Another strange thing about the movie, perhaps the most unsettling thing of all, is its relationship with death. From Grace’s boyfriend’s accident to the high school newspaper’s theme, death, and especially suicide, are annoyingly and inorganically prevalent in this movie. The film doesn’t glorify death, per se, but it comes close. Teen movies have featured death a lot more than necessary in recent history, but for some reason, it seems much more obvious in this film than in others, and not in a good way.
I’ve seen tons of films like this: cheesy, teenage love stories that are all unrealistic and all nearly clones of one another. And frankly, I was hoping that the trend of making those films was coming to an end. It’s not something that we need anymore, and in all honesty, teens deserve movies that portray them in a better light. Not all teens are overly dramatic like they often seem in teen films. Teenagers should feel a connection to the people that are meant to represent them on screen.

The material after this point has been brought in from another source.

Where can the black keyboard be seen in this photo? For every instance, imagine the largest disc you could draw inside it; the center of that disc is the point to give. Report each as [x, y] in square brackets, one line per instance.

One aspect of the film that is potentially the root of its many problems is the issue with the film’s perspective. As is the case with so many of these similar teen movies, the story and perspective mostly follow the male protagonist, Henry, in this case. While I’m sure this is done to keep a sense of mystery that typically surrounds the girl’s character, it tends to seem wrong. Grace is without a doubt the more “interesting” character in the film because of her past and the issues that she is working through. To have the film follow her would be much more interesting and unique. However, “Chemical Hearts” does what so many other John Green-type films do, in having the film follow Henry, the “observer” who falls for the “different girl.”
Bad movies can be entertaining for the sake of making fun of them, but there are different levels of bad movies. There are some that are enjoyable to watch because they’ll make you laugh in shocked disbelief that such a film exists, and there are some where you sit in silence waiting for them to be over. “Chemical Hearts” is the latter.